YIMBY has developed over the last 3 years and there are now 15 enthusiastic composters in Castlemaine, with another 10 currently in an apprenticeship to start collecting from their neighbours. Mikaela has 18 neighbours whom she collects from and who contribute weekly, to date, she has collected and composted almost 5,000kgs of food scraps!. 
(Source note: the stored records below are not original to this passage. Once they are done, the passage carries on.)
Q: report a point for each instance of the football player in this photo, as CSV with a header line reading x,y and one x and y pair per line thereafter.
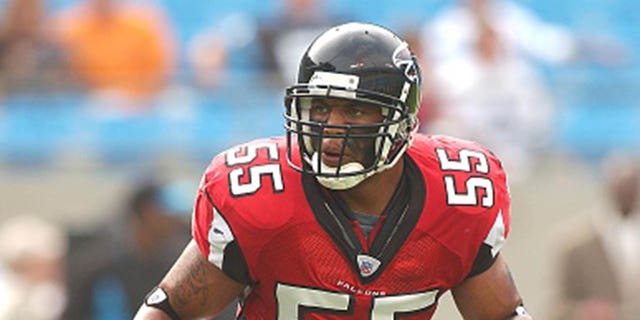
x,y
352,214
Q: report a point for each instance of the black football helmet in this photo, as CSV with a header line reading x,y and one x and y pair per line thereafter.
x,y
362,62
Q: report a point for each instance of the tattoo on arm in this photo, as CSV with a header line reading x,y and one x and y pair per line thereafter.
x,y
190,280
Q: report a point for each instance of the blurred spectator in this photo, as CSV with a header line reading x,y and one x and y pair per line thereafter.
x,y
490,94
32,282
29,60
284,40
111,269
118,47
600,272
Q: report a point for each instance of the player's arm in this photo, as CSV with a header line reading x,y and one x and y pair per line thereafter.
x,y
195,289
490,295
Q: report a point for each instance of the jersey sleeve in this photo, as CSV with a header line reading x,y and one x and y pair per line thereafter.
x,y
214,235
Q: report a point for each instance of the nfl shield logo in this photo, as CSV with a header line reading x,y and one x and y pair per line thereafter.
x,y
368,265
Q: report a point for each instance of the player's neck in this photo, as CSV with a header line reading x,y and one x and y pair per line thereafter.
x,y
373,194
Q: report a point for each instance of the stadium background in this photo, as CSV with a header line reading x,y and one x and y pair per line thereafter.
x,y
63,162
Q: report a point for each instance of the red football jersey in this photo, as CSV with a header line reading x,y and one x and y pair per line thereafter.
x,y
288,239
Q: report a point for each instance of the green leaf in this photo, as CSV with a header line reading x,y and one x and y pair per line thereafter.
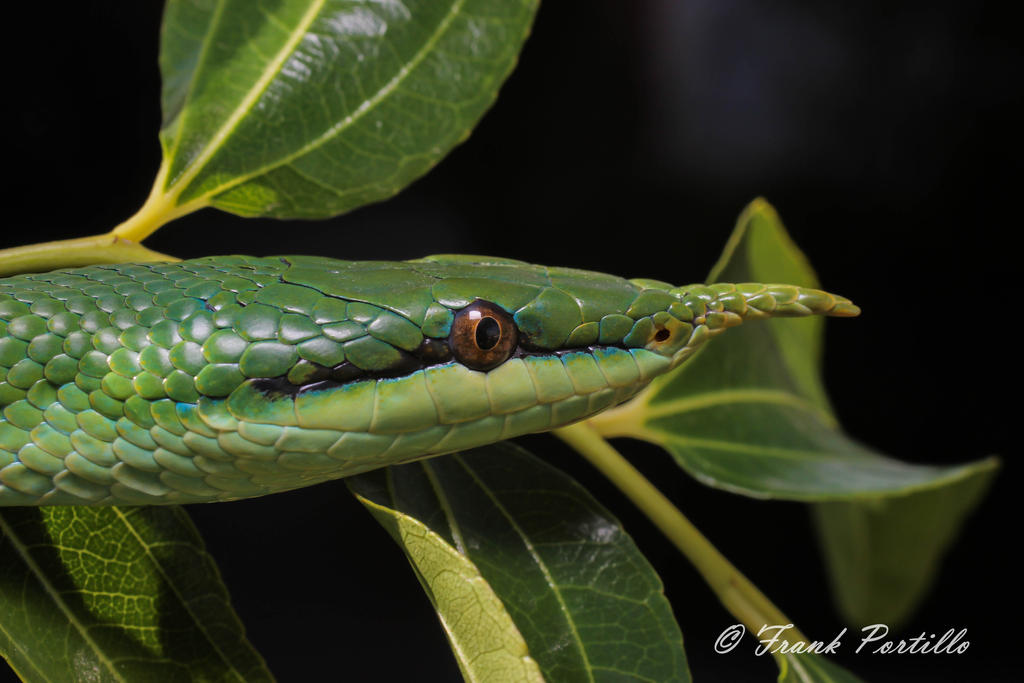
x,y
749,414
311,108
882,555
116,594
585,600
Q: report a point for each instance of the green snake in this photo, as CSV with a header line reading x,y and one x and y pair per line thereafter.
x,y
223,378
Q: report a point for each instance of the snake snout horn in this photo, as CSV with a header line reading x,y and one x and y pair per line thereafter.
x,y
727,305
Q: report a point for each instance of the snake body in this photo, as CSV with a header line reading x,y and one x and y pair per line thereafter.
x,y
223,378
Amazingly the hot bins can process  anything……er… except perhaps poo. Pet poo that is. This becomes a complication when the compost is being used to nourish the growing vegetables because dog and cat food and medicine are contaminants.  Strangely enough Guinea Pig poo is quite acceptable!  So too are the traditional ‘no no’s such as citrus, onion, meat, (yes meat!) and dairy. They are easily broken down due to the high number of microbes that are thriving in the bins. 

Mikaela explains that YIMBY has benefits beyond just composting. Neighbours feel like they are part of something valuable even if they are not composters. The collectors get to know their neighbours and neighbourhood all leading to a community that is connected and working together, each contributing what is within their capacity to do.

Mikaela hopes that the Shire will be brave and excited enough about YIMBY’s achievements to give its support to further developing the model as a solution to the organics in landfill problem as well as  contributing to food security.  It has great benefits for the poor soils found in the area. 

The State government is committed to reducing organics in landfill by 2030 and legislated to require all Councils to introduce a green bin collection service. But, a green bin collection  would put food and garden waste together in the same collection bin. 

Mikaela explains; Not only will the nutrients  be taken away from the Shire to be processed elsewhere, adding to travel miles and depriving the Shire of all that good composting material, (nutrients) but co-mingling garden and food waste requires careful combining to make high quality compost. 

Additionally, YIMBY argues, it’s the food scraps that are the main problem in landfill, with their high nitrogen values, hence they are the priority for YIMBY. Garden waste, they argue, is just not the same problem, and we already have options for dealing with it, such as the Greenaway collection, or people simply mulching it in their backyards.  Combining food organics and garden organics (FOGO) creates problems, and produces a comparatively low quality product- it makes no sense to the YIMBY team. 

YIMBY estimates that 250 composters is about what is needed to cover the Shire’s composting needs, and to continue producing this exceptional, quality compost. Mikaela  believes  that we just can’t get this quality elsewhere. Judging by those cabbages, she has every good reason to make this claim!

Since first writing this article Yimby and The Hub Foundation with a special mention to Mikaela, have won Australia’s Best Compost Award!!! We congratulate them!